JUGEMENT dans le dossier T-1015-22

LA COUR REND LE JUGEMENT suivant :

  1. La requête en radiation présentée par Kyra Wilson et Allen Dennis Myran est rejetée.

  2. La demande de contrôle judiciaire est accueillie.

  3. L’appel interjeté par le demandeur, tel qu’il a été déposé au comité, est renvoyé à un comité différemment constitué, dont les membres seront nommés à partir de la liste existante de suppléants, pour nouvelle décision. Si l’un de ces suppléants n’est pas disponible ou doit se retirer de l’affaire conformément à l’article 13.3 de la Loi, le comité chargé des entrevues sélectionnera de nouveaux membres suppléants pour nouvelle décision. Dans ce cas, et s’il y a lieu, de nouveaux membres seront sélectionnés et nommés pour siéger au comité chargé des entrevues conformément aux articles 6.4 à 6.7 de la Loi.

  4. La sélection et la nomination des membres qui formeront le nouveau comité chargé de trancher à nouveau l’appel auront lieu dans le mois suivant la date de la présente décision. Dans les deux semaines suivant la nomination des membres, le nouveau comité procédera à un nouvel examen de l’appel en tenant seulement compte du dossier initial présenté par le demandeur et des observations de la présidente d’élection. Après avoir procédé à ce nouvel examen, le nouveau comité déterminera, à sa discrétion, si la tenue d’une audience est nécessaire et la conclusion qu’il convient de tirer au titre de l’article 13.35 de la Loi.

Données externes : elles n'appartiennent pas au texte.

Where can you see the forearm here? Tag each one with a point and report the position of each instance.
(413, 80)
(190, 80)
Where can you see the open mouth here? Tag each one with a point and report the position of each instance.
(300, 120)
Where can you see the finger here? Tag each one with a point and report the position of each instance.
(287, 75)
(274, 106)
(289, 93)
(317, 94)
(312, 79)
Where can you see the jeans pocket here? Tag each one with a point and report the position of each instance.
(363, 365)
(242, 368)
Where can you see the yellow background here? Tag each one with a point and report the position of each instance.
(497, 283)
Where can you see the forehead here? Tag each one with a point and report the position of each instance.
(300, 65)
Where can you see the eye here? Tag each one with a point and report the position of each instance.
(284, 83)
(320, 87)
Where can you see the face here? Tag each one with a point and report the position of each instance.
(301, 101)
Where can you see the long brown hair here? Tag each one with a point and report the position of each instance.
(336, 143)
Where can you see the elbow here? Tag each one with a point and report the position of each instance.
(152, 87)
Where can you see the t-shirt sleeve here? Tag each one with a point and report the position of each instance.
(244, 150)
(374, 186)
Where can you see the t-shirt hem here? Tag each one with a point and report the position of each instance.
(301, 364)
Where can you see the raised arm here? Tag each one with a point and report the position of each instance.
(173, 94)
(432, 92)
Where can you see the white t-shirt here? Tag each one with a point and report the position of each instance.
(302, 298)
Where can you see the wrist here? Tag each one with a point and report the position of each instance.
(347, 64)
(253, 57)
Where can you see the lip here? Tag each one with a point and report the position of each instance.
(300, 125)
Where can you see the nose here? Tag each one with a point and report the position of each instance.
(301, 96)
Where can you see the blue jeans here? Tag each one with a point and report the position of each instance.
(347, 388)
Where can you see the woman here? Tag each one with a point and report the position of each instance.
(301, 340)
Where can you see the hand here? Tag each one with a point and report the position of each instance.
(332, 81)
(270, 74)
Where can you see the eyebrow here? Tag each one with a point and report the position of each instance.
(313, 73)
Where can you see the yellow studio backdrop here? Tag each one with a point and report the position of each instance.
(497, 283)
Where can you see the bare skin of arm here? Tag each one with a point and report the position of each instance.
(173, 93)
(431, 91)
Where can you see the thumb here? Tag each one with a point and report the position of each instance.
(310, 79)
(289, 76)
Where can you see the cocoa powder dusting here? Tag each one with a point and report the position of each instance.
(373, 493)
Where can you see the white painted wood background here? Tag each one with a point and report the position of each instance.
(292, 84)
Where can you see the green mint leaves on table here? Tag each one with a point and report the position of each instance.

  5. Chaque partie assume ses propres dépens relativement à la requête en radiation et à la demande de contrôle judiciaire.

« Cecily Y. Strickland »

Juge

Traduction certifiée conforme

Mélanie Lefebvre


COUR FÉDÉRALE

AVOCATS INSCRITS AU DOSSIER


DOSSIER :

T-1015-22

 

INTITULÉ :

DAVID MEECHES c KYRA WILSON, ALLEN DENNIS MYRAN, KEELY ASSINIBOINE, MARVIN DANIELS ET GARNET MEECHES

 

LIEU DE L’AUDIENCE :

WINNIPEG (MANITOBA)

 

DATE DE L’AUDIENCE :

LES 29 ET 30 AOÛT 2023

 

JUGEMENT ET MOTIFS :

LA JUGE STRICKLAND

 

DATE DES MOTIFS :

LE 25 SEPTEMBRE 2023

 

COMPARUTIONS :

Joe Caligiuri

 

POUR LE DEMANDEUR

 

Daniel Chornopyski

 

POUR LES DÉFENDEURS

(GARNET MEECHES ET MARVIN DANIELS)

 

Kaisha Thompson

Nicole Wilson

 

POUR LES DÉFENDEURS

(KYRA WILSON ET ALLEN DENNIS MYRAN)

 

AVOCATS INSCRITS AU DOSSIER :

Tapper Cuddy LLP

Winnipeg (Manitoba)

 

POUR LE DEMANDEUR

 

Chornopyski Law

Winnipeg (Manitoba)

 

POUR LES DÉFENDEURS (GARNET MEECHES ET MARVIN DANIELS)

 

Duboff Edwards Schachter Law Corporation

Winnipeg (Manitoba)

 

POUR LES DÉFENDEURS (KYRA WILSON ET ALLEN DENNIS MYRAN)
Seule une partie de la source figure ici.